California questions risky home loans
Associated Press
SACRAMENTO — California lawmakers on Wednesday began considering restrictions on unorthodox mortgage-lending practices that have allowed hundreds of thousands of Californians to buy homes they otherwise could not afford.
About half of all new home loans in California are something other than the traditional 30-year fixed loan. They use features such as no money down and variable interest rates, while giving borrowers creative monthly payment options — such as paying only the interest or even less than that.
Such low introductory payments — or teaser rates — are offered in exchange for higher bills that will kick in years later, sometimes tripling or quadrupling monthly payments. Regulators said many of those riskier loans were taken out in 2004 and 2005 and will start resetting to higher rates this year.

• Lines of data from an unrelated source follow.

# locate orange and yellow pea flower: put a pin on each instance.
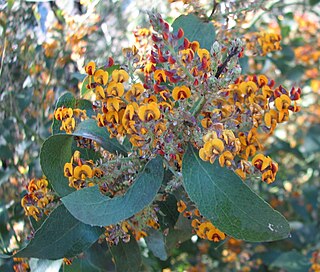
(149, 112)
(181, 93)
(115, 88)
(90, 68)
(101, 77)
(120, 76)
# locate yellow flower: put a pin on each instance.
(82, 172)
(181, 92)
(282, 102)
(181, 206)
(159, 76)
(114, 104)
(261, 162)
(262, 80)
(115, 89)
(100, 94)
(33, 211)
(43, 202)
(215, 235)
(137, 140)
(248, 88)
(90, 68)
(120, 76)
(203, 53)
(149, 112)
(226, 158)
(68, 125)
(101, 77)
(211, 149)
(134, 93)
(112, 117)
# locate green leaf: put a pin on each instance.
(81, 264)
(127, 256)
(90, 130)
(61, 235)
(155, 243)
(292, 261)
(168, 213)
(91, 207)
(38, 265)
(196, 29)
(314, 2)
(99, 256)
(57, 150)
(222, 197)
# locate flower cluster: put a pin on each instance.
(80, 172)
(268, 42)
(202, 227)
(68, 117)
(36, 201)
(136, 226)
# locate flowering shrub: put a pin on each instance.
(166, 145)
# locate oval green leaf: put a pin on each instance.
(69, 101)
(58, 149)
(91, 207)
(127, 256)
(61, 235)
(229, 203)
(196, 29)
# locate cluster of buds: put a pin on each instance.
(202, 227)
(35, 202)
(68, 117)
(81, 172)
(268, 42)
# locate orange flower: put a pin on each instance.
(160, 76)
(181, 93)
(181, 206)
(115, 89)
(226, 158)
(248, 88)
(101, 77)
(82, 172)
(149, 112)
(90, 68)
(120, 76)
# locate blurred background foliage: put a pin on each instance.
(44, 46)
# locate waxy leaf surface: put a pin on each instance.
(127, 256)
(58, 149)
(222, 197)
(61, 235)
(91, 207)
(195, 29)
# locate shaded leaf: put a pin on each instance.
(61, 235)
(38, 265)
(57, 150)
(196, 29)
(292, 261)
(168, 213)
(127, 256)
(91, 207)
(222, 197)
(100, 257)
(69, 101)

"The exposure to these sorts of products, the growth, is unprecedented," Raphael Bostic, an associate professor at the University of Southern California School of Policy, Planning and Development, told a Senate committee. "The regulatory oversight of these types of practices is relatively lax."
Such loans have been offered to home buyers with shaky credit or lower incomes. In other cases, middle-income home buyers turned to them as California housing prices soared in recent years. Such buyers used option-payment adjustable loans and interest-only loans to purchase houses they would have difficulty affording using 30-year fixed mortgages.